Wolność słoneczna Jacek Hajduk 8,3
ocenił(a) na 63 lata temu Sięgnęłam po tę książkę w ciemno, nie czytając jej opisu z tyłu. Byłam przekonana, że to powieść, więc po przeczytaniu kilku stron bardzo się zdziwiłam. Zaskoczeniem było także to, że "Wolność słoneczna" poświęcona jest osobie, której (wstyd się przyznać!),ale zupełnie nie kojarzę. Aby podkopać jeszcze bardziej swoją pozycję powiem, że nie przeczytałam ani "Iliady", ani "Odysei" Homera, do którego w swoich dziełach nawiązywał Stanisław Vincenz.
Przyznam, że początki były okropnie ciężkie, bo to zdecydowanie nie jest książka dla każdego. Trzeba znać i szanować obu wyżej wymienionych twórców, aby wyciągnąć z tych esejów jak najwięcej przyjemności i wiedzy. Dla kogoś takiego jak ja, czyli zielonego w tym temacie, najciekawsze były fragmenty dotyczące życia Stanisława Vincenza. Było ich niestety niewiele w porównaniu do innych treści zawartych w "Wolności słonecznej". Na szczęście do gustu przypadły mi również rozważania filozoficzne odnośnie znaczenia poszczególnych greckich słów czy powiedzeń, książek samych w sobie i funkcjonowania w społeczeństwie.

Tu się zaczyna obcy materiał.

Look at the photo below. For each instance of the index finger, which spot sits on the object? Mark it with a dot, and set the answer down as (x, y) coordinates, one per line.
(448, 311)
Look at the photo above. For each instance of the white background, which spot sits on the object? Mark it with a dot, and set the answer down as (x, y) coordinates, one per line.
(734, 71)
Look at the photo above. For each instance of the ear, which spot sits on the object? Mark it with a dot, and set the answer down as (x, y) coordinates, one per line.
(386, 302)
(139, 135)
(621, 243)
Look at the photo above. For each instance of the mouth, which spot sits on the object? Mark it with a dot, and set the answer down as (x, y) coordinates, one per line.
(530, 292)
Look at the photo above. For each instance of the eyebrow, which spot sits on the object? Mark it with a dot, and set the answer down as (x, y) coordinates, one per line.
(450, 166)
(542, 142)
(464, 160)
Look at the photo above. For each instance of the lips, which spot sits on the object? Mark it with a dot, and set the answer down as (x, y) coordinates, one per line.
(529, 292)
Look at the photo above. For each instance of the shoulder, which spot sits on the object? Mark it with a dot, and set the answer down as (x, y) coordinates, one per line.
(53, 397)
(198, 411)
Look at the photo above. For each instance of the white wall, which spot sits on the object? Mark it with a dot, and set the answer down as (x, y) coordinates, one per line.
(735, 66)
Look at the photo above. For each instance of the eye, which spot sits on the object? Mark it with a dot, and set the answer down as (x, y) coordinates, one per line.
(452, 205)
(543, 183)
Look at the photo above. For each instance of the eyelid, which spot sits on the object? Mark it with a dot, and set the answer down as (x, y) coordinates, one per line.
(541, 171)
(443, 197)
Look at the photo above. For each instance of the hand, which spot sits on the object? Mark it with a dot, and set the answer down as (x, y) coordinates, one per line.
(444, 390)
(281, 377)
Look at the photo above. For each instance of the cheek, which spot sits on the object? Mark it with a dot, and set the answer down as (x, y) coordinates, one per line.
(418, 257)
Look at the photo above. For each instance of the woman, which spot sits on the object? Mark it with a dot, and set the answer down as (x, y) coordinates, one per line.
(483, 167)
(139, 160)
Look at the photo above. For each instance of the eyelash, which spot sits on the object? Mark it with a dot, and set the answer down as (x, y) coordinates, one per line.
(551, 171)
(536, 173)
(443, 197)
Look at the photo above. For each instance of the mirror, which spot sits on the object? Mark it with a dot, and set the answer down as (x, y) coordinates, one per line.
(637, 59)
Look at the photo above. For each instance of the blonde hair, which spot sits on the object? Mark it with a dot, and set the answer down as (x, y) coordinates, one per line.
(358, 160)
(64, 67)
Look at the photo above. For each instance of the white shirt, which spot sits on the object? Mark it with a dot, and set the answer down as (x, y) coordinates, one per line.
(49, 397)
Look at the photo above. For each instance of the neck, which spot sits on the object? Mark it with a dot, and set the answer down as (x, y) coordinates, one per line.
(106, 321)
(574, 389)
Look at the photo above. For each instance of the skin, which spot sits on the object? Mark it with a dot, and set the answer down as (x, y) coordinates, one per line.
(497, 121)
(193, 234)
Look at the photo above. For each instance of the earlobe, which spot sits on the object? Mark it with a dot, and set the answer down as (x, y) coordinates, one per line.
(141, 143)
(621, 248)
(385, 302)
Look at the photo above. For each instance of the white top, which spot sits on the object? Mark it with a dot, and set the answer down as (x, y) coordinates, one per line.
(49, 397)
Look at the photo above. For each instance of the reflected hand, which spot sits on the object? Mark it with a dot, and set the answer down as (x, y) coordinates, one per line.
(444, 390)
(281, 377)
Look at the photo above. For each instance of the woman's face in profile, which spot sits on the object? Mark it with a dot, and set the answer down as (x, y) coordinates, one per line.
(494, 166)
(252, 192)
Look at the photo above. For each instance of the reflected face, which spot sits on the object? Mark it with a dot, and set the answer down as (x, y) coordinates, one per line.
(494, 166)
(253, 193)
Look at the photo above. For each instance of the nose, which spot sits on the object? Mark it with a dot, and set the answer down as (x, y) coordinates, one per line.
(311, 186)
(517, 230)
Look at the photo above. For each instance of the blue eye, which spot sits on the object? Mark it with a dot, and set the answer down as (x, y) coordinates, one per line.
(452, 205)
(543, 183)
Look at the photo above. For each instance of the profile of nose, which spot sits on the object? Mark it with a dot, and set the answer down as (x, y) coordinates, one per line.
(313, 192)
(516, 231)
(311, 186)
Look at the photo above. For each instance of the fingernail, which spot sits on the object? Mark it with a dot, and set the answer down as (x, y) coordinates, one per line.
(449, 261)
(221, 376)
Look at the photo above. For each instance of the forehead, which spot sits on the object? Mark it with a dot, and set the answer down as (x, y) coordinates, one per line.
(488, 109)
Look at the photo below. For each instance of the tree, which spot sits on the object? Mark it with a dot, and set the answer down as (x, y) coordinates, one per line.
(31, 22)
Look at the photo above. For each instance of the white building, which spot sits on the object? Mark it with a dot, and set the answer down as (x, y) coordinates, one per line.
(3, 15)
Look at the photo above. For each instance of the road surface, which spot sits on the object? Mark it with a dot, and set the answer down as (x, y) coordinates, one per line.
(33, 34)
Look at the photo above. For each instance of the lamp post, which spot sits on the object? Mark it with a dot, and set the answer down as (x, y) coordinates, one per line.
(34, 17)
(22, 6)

Czy uważam, że zmarnowałam swój czas? W żadnym wypadku! Owszem, było ciężko. Miejscami pot wręcz spływał z mojego czoła pod wpływem nadmiaru informacji. Chciałam również jak najszybciej doczytać tę książkę i zabrać się za coś mniej wymagającego. Miałam bowiem zbyt wiele do przemyślenia po tej lekturze. Zaznaczyłam chyba z dziesięć cytatów, co może świadczyć tylko o tym, że coś z tej książki na pewno ze mną zostanie na dłużej. Ostatecznie uważam, że była to dobra pozycja, choć niekoniecznie w pełnie odpowiednia dla mnie.